Ve bir başka sorun daha...
Trafik artık sadece yoğun değil, tehlikeli de.
Kırmızı ışıkta duran araca arkadan yaklaşan, omuz atar gibi şerit değiştiren, korna ile sabrı tüketen bir magandalık kültürü var Ankara yollarında.
Artık trafikte herkes birbirine öfkeli.
Yol vermek lüks oldu, sabır da yok.
Trafik cezalarının artması da yeterli gelmiyor.
Ankaralı bu konudaki sınavından maalesef sınıfta kaldı.
ANKARA’NIN SORUMLULUĞU VAR...
Deprem sonrası birçok vatandaş Ankara’ya yerleşti.
Bu şehir, her zaman kucak açmayı bilen bir şehir oldu; bu tartışılmaz.
Ama nüfus artışıyla birlikte altyapı ihtiyacı da arttı. Yeni mahalleler, genişleyen konut alanları...
Ama değişmeyen yollar…
Nüfus arttı ama ulaşım aynı kaldı.
Bütün bu tabloyu yönetmek elbette kolay değil; ancak planlama eksikliğinin bedelini Ankaralı ödüyor.
PARK YERİ VE TRAFİK KISKACINDAKİ BAŞKENT
Sokak araları dolu, otopark ücretleri yüksek, boş alanlar yetersiz.
Bazı vatandaşlar “İş yerine arabayla değil, metroyla gitmeye çalışıyoruz” dese de her yere metro hattı ulaşmıyor.
Özellikle sabah ve akşam saatlerinde Eskişehir Yolu, Mevlana Bulvarı, Etlik, Ostim yönleri kilitleniyor.
Kimi zaman dakikalarca aynı kavşakta kalınıyor.
Bir vatandaş şöyle diyor:
“Arabayı koyacak yer bulamıyorum, dolmuşa biniyorum o da geç geliyor.
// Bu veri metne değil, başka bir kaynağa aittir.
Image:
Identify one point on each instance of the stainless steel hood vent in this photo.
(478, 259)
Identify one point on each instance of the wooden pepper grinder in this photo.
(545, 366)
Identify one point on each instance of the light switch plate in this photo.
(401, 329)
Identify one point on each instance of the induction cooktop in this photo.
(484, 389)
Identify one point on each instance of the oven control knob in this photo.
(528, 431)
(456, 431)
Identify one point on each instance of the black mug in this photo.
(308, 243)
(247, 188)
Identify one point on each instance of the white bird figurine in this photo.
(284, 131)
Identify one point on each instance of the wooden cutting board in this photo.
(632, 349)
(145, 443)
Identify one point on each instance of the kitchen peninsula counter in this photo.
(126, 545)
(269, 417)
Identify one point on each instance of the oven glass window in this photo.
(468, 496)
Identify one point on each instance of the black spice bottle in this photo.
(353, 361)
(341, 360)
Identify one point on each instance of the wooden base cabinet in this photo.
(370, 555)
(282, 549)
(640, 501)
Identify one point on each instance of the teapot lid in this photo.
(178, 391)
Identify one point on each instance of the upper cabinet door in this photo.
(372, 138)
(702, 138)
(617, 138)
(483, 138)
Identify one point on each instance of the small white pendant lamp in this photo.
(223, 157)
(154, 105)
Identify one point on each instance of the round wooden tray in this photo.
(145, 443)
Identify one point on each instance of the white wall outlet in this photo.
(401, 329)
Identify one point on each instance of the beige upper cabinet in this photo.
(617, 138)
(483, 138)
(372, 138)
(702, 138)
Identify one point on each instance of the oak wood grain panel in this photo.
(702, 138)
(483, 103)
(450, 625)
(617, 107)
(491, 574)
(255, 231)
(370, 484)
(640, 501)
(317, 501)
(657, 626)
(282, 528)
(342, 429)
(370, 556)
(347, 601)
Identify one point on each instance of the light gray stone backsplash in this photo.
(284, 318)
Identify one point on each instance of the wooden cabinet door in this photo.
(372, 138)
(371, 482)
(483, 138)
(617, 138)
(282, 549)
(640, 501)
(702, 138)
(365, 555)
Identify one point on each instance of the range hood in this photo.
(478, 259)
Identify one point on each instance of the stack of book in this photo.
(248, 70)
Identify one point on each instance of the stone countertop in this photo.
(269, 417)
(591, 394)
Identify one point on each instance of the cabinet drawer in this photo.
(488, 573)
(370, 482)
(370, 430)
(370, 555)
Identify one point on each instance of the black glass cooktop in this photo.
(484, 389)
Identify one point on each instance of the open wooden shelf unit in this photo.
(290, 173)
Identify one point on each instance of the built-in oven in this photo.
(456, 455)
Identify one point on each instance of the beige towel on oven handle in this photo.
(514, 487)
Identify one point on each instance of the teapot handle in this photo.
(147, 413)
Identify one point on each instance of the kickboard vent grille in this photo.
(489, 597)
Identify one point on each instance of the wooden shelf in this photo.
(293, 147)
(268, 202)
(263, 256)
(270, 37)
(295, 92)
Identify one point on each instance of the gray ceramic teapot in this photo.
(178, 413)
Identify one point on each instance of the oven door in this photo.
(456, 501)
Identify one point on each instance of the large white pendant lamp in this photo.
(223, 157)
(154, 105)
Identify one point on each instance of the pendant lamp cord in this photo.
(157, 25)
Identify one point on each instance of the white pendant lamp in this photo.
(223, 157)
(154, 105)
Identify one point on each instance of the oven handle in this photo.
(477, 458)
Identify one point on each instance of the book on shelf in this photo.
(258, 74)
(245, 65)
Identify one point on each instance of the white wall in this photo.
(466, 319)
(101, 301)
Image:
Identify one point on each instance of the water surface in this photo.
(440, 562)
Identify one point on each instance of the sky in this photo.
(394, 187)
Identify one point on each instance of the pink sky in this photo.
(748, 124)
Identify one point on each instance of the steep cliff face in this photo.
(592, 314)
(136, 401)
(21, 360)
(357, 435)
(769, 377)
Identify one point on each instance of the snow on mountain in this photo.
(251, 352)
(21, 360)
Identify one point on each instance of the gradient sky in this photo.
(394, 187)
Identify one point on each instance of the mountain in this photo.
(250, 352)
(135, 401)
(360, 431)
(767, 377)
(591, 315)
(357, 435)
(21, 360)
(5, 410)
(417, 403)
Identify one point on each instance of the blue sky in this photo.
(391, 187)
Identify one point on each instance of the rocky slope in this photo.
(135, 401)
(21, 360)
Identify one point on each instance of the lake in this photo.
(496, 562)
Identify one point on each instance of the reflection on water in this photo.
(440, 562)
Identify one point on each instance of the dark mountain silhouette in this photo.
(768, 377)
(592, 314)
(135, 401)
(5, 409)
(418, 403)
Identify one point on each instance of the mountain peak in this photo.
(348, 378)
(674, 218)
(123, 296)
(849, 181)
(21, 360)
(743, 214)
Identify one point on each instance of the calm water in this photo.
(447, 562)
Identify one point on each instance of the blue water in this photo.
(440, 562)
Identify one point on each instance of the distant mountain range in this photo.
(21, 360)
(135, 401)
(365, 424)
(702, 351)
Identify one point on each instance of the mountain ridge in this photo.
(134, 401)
Evimle işim arası 12 kilometre ama her gün iki saatim yolda geçiyor.”
ANKARA’YA YAKIŞAN
Bu trafik, bu bekleyiş, bu sabırsızlık Ankara'ya yakışmıyor.
İstanbul hızın şehridir; hazırlıksız yakalansa da alışkındır kaosa.
Önüne geçemez ama kabullenir.
Ankara ise kabullenmek yerine düzen arar işte fark da buradadır.
Ankara "bile bile lades" demeyi seçmemeli.
YOL YAKINKEN...
Hala düzeltilebilir, hala önlem alınabilinir ve hala güzergahlar yeniden düzenlenebilir.
Yerimiz var çok şükür.
Keklikpınarı’ndan Oran Şehri’ne gidecek vatandaş neden önce kilometrelerce aşağı Kızılay’a insin, sonra neden kilometrelerce yukarı tırmansın?
Malum, yokuş...
Bir güzergâh bin güzellik demek.
Bize plan ve düzen yakışır.
Ankara’nın gülcemali yeniden gülsün.